Tiempo atrás comentamos cómo era la selección de funcionarios en China, en tiempos de Confucio los funcionarios se elegían en una gigantesca sala donde mediante un examen respondían un conjunto de preguntas, los mejores eran seleccionados y entraban al servicio imperial que exigía agilidad, precisión, disciplina y honestidad en las tareas encomendadas.
Actualmente en casi todos los países ingresan al servicio del Estado, una buena parte por conexiones o interés explícito de quienes tienen poder e influencia sea política o económica, determinando la sujeción de estos funcionarios a intereses diferentes al beneficio colectivo, son ubicados allí para cumplir determinadas consignas haciendo que la maquinaria del Estado dirigida al bien común torne a intereses económicos particulares.
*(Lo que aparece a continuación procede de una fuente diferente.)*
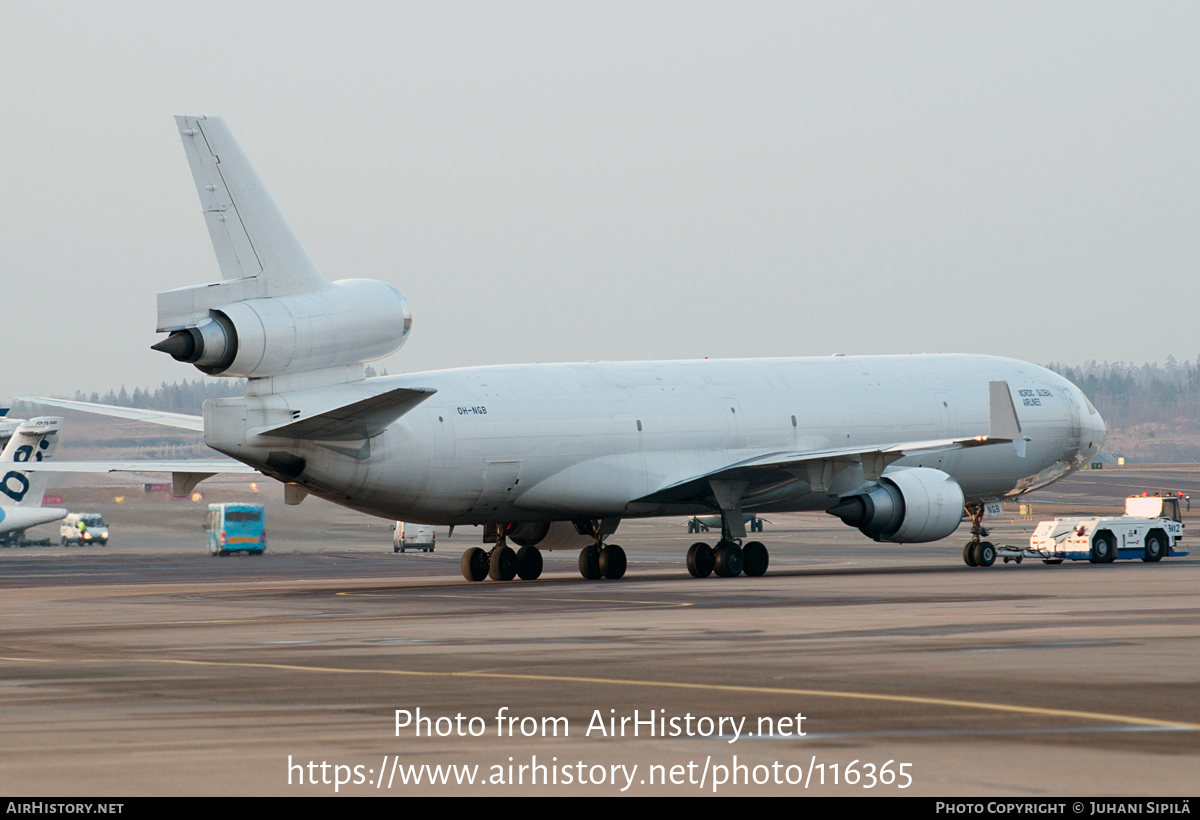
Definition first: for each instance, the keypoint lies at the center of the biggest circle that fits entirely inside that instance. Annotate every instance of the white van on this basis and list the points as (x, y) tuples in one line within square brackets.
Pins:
[(412, 537), (94, 531)]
En la actualidad entra en escena otro componente, el poder narco que es abrumador y pese a la lucha que se hace sigue permeando al planeta, especialmente donde hay recursos que explotar, en momentos determinados ya nadie sabe quién es quién, requiriéndose una legislación efectiva que pueda reducir este terrible mal que junto a las guerras son jinetes del Apocalipsis.
Los funcionarios estatales en todas las dependencias, médicas, económicas, sociales, seguridad y control son ecuatorianos capaces, sin embargo, un segmento llegó por influencias y no garantizan un buen servicio, salvo para los intereses específicos de quienes los pusieron allí como los casos “Progen y Austral”, por eso es necesario fortalecer el Estado, que los supremacistas quieren suprimir como vemos en el norte donde un ególatra quiere gobernar como soberano.